The venerable B.C. Liberal Party is no more. As of this month, it is now British Columbia United.
You can see why leader Kevin Falcon might want to make the change. First and most important, it ditches any association with the federal Liberals and their leader Justin Trudeau. Any hint of Trudeau at the ballot box is toxic for the BC United, which has the difficult task of appealing to an unwieldy centre-right, rural-urban-suburban coalition of voters.
Names aside, the truth is that for the last 80 years, there have been just two parties in B.C.
On one side, you had the left, aka the NDP, originally appearing as the CCF.
On the other side, you had the right, which has had a number of costume changes.
First they were the Liberal-Conservative Coalition, originally a hastily welded together alliance that held off a surging CCF during the Second World War.
When they collapsed, their spot on the political spectrum was taken over, more successfully, by W.A.C. Bennett and his Social Credit Party.
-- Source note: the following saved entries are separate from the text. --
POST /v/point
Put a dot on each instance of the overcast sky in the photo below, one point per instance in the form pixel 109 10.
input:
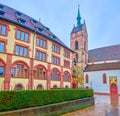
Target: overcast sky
pixel 102 18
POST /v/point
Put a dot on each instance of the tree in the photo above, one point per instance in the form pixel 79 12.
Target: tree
pixel 80 76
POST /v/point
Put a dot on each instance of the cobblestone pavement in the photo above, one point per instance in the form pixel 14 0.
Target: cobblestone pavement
pixel 104 106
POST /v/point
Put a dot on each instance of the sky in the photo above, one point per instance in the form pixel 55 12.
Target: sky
pixel 102 18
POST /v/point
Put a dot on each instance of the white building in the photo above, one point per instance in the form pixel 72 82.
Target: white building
pixel 103 70
pixel 101 66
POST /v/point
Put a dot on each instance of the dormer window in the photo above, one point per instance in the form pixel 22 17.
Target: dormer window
pixel 53 36
pixel 21 21
pixel 2 13
pixel 39 29
pixel 33 22
pixel 47 28
pixel 1 7
pixel 18 14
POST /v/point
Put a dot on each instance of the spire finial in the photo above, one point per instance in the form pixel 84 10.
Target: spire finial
pixel 78 17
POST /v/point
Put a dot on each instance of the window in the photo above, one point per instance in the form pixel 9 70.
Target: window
pixel 40 56
pixel 21 21
pixel 66 64
pixel 86 79
pixel 76 45
pixel 56 49
pixel 18 14
pixel 20 35
pixel 40 73
pixel 33 21
pixel 1 70
pixel 76 57
pixel 41 43
pixel 55 86
pixel 2 45
pixel 55 75
pixel 67 77
pixel 104 79
pixel 19 70
pixel 18 87
pixel 20 50
pixel 66 54
pixel 3 30
pixel 55 60
pixel 66 86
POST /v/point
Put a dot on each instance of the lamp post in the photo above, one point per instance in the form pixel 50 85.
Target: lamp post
pixel 33 46
pixel 74 75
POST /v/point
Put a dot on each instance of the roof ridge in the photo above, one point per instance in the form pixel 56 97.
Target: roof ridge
pixel 104 47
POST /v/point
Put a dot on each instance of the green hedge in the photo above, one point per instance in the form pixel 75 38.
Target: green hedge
pixel 13 100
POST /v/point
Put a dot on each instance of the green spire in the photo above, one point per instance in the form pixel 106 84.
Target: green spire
pixel 78 18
The Socreds kept the feud going with the CCF, and then with their successor, the NDP. Dave Barrett would briefly grab power for the left from 1972 to 1975, but the Socreds were dogged.
Until they decided Bill Vander Zalm would be a good leader, and the whole party imploded in 1991.
But the Socreds never really went away. Their old leadership was decimated, but the younger generation simply switched allegiance to the Liberals and resumed their feud with the NDP.
B.C. has always run on this two-party system. It’s flexible and changeable, because it has to be.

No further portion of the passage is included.